Vemos hoy, gracias al interés de nuestro amigo Carlos Eduardo Lagos Campos, un video que nos sacude y nos invita a realizar nuevas miradas en torno a una plaza de mercado que ha sufrido los embistes de la naturaleza y la desidia administrativa.
En este video vemos al presidente de El Salvador, Nayib Bukele, entregando unas plazas de mercado dignas y que rompen y superan ese paradigma lastimero en lo referente al trato que brindamos a quienes optan por realizar su emprendimiento en los mercados o plazas, como tradicionalmente las llamamos.
En Pasto se requiere de ese espíritu innovador y grande, que mire y dignifique esa titánica labor, que administre con grandeza y permita impulsar la economía regional. El Potrerillo es una de las mayores generadoras de empleo y sostiene financieramente muchas de las iniciativas empresariales y comerciales de nuestro municipio.
No obstante, vemos cómo se maneja de una manera poco creativa, apegada a costumbres y tradiciones de pobreza y abandono. Se suman factores de inseguridad y ausencia de una infraestructura vial. Todo indica que nos hace falta la mentalidad de un Bukele, que no se apega a esas viejas costumbres comerciales y, por el contrario, visiona dignidad para esa gente del pueblo que cotidianamente nos ofrece algo más que productos alimenticios.

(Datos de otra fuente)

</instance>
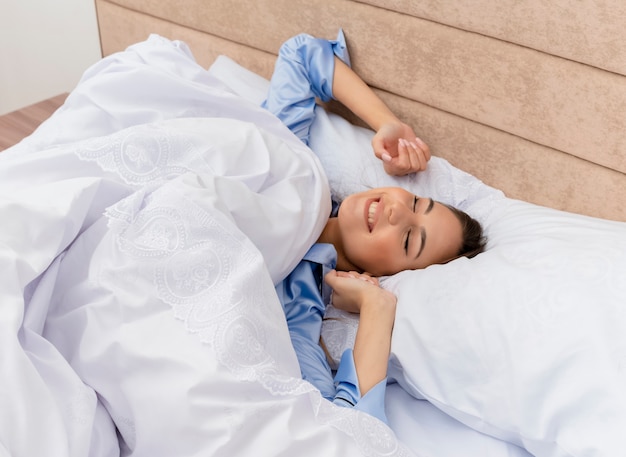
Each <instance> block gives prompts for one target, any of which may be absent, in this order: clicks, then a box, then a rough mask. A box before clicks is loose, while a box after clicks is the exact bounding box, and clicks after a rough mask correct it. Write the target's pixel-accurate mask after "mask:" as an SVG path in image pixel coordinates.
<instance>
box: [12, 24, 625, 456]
mask: <svg viewBox="0 0 626 457" xmlns="http://www.w3.org/2000/svg"><path fill="white" fill-rule="evenodd" d="M266 84H267V81H265V80H263V79H262V78H259V77H258V76H256V75H253V74H250V73H249V72H246V71H243V70H242V69H241V68H237V66H236V65H235V66H233V65H232V62H229V61H228V60H224V59H222V60H218V62H216V64H215V65H214V66H213V67H212V68H211V69H210V71H209V72H207V71H205V70H204V69H202V68H201V67H199V66H198V65H197V64H196V63H195V61H194V60H193V58H192V56H191V55H190V53H189V51H188V50H187V48H186V46H185V45H184V44H183V43H180V42H171V41H169V40H165V39H163V38H160V37H156V36H153V37H151V38H150V39H149V40H148V41H146V42H144V43H139V44H137V45H135V46H132V47H131V48H129V49H128V50H127V51H125V52H123V53H120V54H117V55H114V56H110V57H108V58H106V59H104V60H103V61H101V62H100V63H98V64H97V65H95V66H94V67H92V68H91V69H89V70H88V71H87V73H86V74H85V76H84V78H83V79H82V80H81V82H80V83H79V85H78V87H77V88H76V89H75V90H74V91H73V92H72V94H70V96H69V97H68V99H67V102H66V103H65V105H64V106H63V107H62V108H61V109H60V110H59V111H57V112H56V113H55V114H54V115H53V117H52V118H51V119H50V120H49V121H47V122H45V123H44V124H43V125H42V126H41V127H40V128H39V129H38V130H37V131H36V132H35V133H34V134H33V135H32V136H31V137H29V138H27V139H26V140H24V141H23V142H22V143H20V144H19V145H17V146H15V147H14V148H12V149H11V150H9V151H6V152H3V153H2V154H0V215H1V216H2V224H1V225H0V265H1V266H2V272H3V275H2V277H1V279H0V281H1V283H2V288H1V289H0V290H1V293H2V295H1V298H2V302H1V303H2V311H1V312H0V338H1V344H0V364H2V365H1V371H0V373H1V374H0V376H2V379H1V380H0V407H1V408H0V446H1V447H0V455H11V456H33V455H46V456H48V455H50V456H56V455H59V456H71V457H73V456H85V455H92V456H109V455H110V456H114V455H119V454H120V453H121V455H135V456H144V455H145V456H157V457H158V456H161V455H162V456H166V455H167V456H169V455H185V456H187V455H189V456H192V455H198V456H200V455H202V456H206V455H225V456H234V455H272V456H274V455H285V456H293V455H298V456H300V455H303V456H304V455H311V456H318V455H342V456H343V455H346V456H347V455H396V456H397V455H412V454H418V455H422V456H429V457H452V456H454V457H456V456H463V457H468V456H471V457H483V456H489V457H528V456H529V455H534V456H538V457H587V456H591V455H593V456H594V457H595V456H601V457H614V456H618V455H622V454H623V450H624V449H626V435H625V434H624V433H623V431H624V430H626V337H625V336H624V335H626V332H624V330H625V329H626V306H625V305H626V287H625V284H626V282H624V280H623V278H624V277H625V276H626V224H624V223H620V222H611V221H604V220H599V219H594V218H588V217H584V216H579V215H575V214H569V213H563V212H559V211H555V210H551V209H548V208H542V207H538V206H536V205H531V204H529V203H525V202H521V201H516V200H511V199H508V198H506V197H505V196H504V195H503V194H502V193H501V192H499V191H497V190H495V189H493V188H490V187H488V186H486V185H484V184H483V183H482V182H480V181H479V180H477V179H476V178H474V177H472V176H470V175H467V174H466V173H463V172H462V171H460V170H458V169H456V168H454V167H453V166H451V165H450V164H449V163H448V162H446V161H444V160H441V159H438V158H437V157H434V158H433V159H432V160H431V162H430V165H429V169H428V170H427V171H426V172H424V173H420V174H418V175H416V176H412V177H405V178H392V177H389V176H387V175H385V174H384V172H382V168H381V167H380V164H379V163H377V162H376V160H375V159H374V158H373V155H371V154H369V155H368V154H367V153H366V152H365V153H364V150H369V140H370V139H371V132H370V131H367V130H364V129H360V128H357V127H354V126H352V125H350V124H348V123H347V122H345V121H343V120H342V119H339V118H338V117H336V116H327V115H325V114H324V113H323V112H320V115H319V116H318V118H317V119H316V122H315V124H314V126H313V130H312V136H311V139H312V141H311V146H312V149H313V150H314V151H315V153H316V155H317V157H316V156H314V155H313V154H311V152H310V150H309V149H308V148H305V147H304V146H302V145H301V144H300V143H299V141H298V140H297V139H296V138H294V137H293V136H292V135H291V134H290V133H289V132H288V131H287V129H286V128H285V127H284V126H282V124H281V123H280V122H279V121H278V120H277V119H275V118H273V117H272V116H270V115H269V114H268V113H265V112H263V111H262V110H260V109H259V108H258V107H257V105H258V102H259V101H260V97H262V95H263V93H264V88H265V87H266ZM232 91H234V92H237V93H238V94H240V95H241V97H238V96H235V95H233V93H232ZM338 151H339V152H338ZM318 159H319V160H318ZM320 163H321V165H320ZM327 178H328V181H327ZM327 182H328V183H329V184H330V189H329V187H328V185H327ZM385 185H402V186H404V187H406V188H408V189H409V190H411V191H413V192H415V193H417V194H418V195H429V196H432V197H434V198H436V199H439V200H441V201H444V202H446V203H450V204H453V205H456V206H458V207H460V208H462V209H465V210H467V211H469V212H470V213H471V214H473V215H474V216H476V217H477V218H479V219H480V220H481V221H482V222H483V224H484V225H485V228H486V231H487V234H488V236H489V240H490V241H489V245H488V249H487V252H485V253H483V254H481V255H479V256H478V257H476V258H475V259H471V260H468V259H458V260H457V261H454V262H451V263H449V264H447V265H435V266H432V267H429V268H427V269H425V270H421V271H411V272H403V273H400V274H398V275H395V276H393V277H390V278H385V279H384V280H383V285H384V287H388V288H390V289H391V290H393V291H394V292H395V293H396V294H397V296H398V300H399V301H398V314H397V320H396V326H395V328H394V335H393V346H392V358H391V363H390V374H391V376H392V378H394V379H395V380H396V381H397V384H395V385H391V386H390V387H389V388H388V398H387V403H386V407H387V416H388V417H389V420H390V425H391V427H392V429H393V431H392V429H389V428H387V427H386V426H385V425H383V424H381V423H380V422H378V421H377V420H376V419H374V418H372V417H369V416H367V415H365V414H362V413H358V412H356V411H353V410H349V409H343V408H338V407H335V406H333V405H332V404H330V403H329V402H327V401H324V400H323V399H322V398H321V397H320V395H319V393H318V392H317V391H316V390H315V389H314V388H313V387H312V386H311V385H310V384H308V383H306V382H304V381H302V380H301V379H300V376H299V370H298V366H297V361H296V359H295V354H294V353H293V349H292V348H291V345H290V342H289V337H288V333H287V329H286V324H285V322H284V317H283V315H282V310H281V308H280V304H279V303H278V302H277V299H276V297H275V294H274V290H273V284H274V283H275V282H277V281H278V280H280V278H282V277H283V276H284V275H285V274H286V273H287V272H288V271H289V270H290V269H291V268H292V266H293V265H295V263H296V262H297V261H298V260H299V259H300V258H301V256H302V254H303V253H304V251H306V249H307V248H308V246H309V244H310V243H311V242H313V241H314V240H315V239H316V238H317V234H318V233H319V231H320V230H321V228H322V226H323V223H324V219H325V217H321V219H320V215H322V216H323V215H324V214H328V210H329V206H328V205H329V192H331V193H332V194H334V195H335V196H337V197H339V198H341V197H343V196H345V195H347V194H349V193H351V192H355V191H359V190H362V189H364V188H366V187H368V186H385ZM279 221H280V222H279ZM344 324H345V325H344V326H343V327H342V326H341V325H339V326H336V327H335V328H329V327H325V330H324V331H325V332H326V336H327V337H328V340H329V341H331V339H333V338H335V337H336V338H335V339H336V341H331V342H332V343H333V344H331V346H333V347H334V349H335V350H336V351H339V352H340V351H341V350H342V349H343V347H344V346H345V345H350V344H351V341H350V335H353V334H354V326H355V325H356V320H355V319H348V320H346V321H344ZM417 398H421V399H426V400H427V401H425V400H417ZM394 432H395V433H394ZM396 436H397V437H399V438H400V439H398V438H397V437H396ZM34 437H35V438H34ZM405 444H408V446H409V448H410V450H409V448H407V447H406V446H405Z"/></svg>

Los recursos de regalías son significativos; lo pequeño y estrecho es la mente de nuestros empresarios, que todo lo dimensionan mediante cuotas políticas que significan atraso, pobreza y miseria. Su alma no les alcanza para más y condenan a los pueblos a esa perpetua y permanente creencia de que eso es lo único que merecen por su labor.
En vez de sentarnos a llorar por esta tragedia, iniciemos una cruzada de dignidad con nuestras plazas de mercado y sus usuarios. Que mercar no sea un riesgo y una zozobra, que nuestras “marchantas” sientan la mano amiga y noble de sus gobernantes. Queremos volver a esas plazas en las cuales el saludo y la ñapa se entrecruzan entre sonrisas y muestras de fraternidad.
Mientras únicamente actuemos pensando en cuotas políticas, en repartir el pastel y apoyar actitudes e iniciativas ridículas y dignas de unos verdaderos payasos, no tendremos esa grandeza de transformar espacios y sembrar ciudad.
Quizá esta es una oportunidad para repensarnos como pueblo y cultura. Que esas imágenes de El Salvador se escenifiquen en Pasto y en Colombia entera.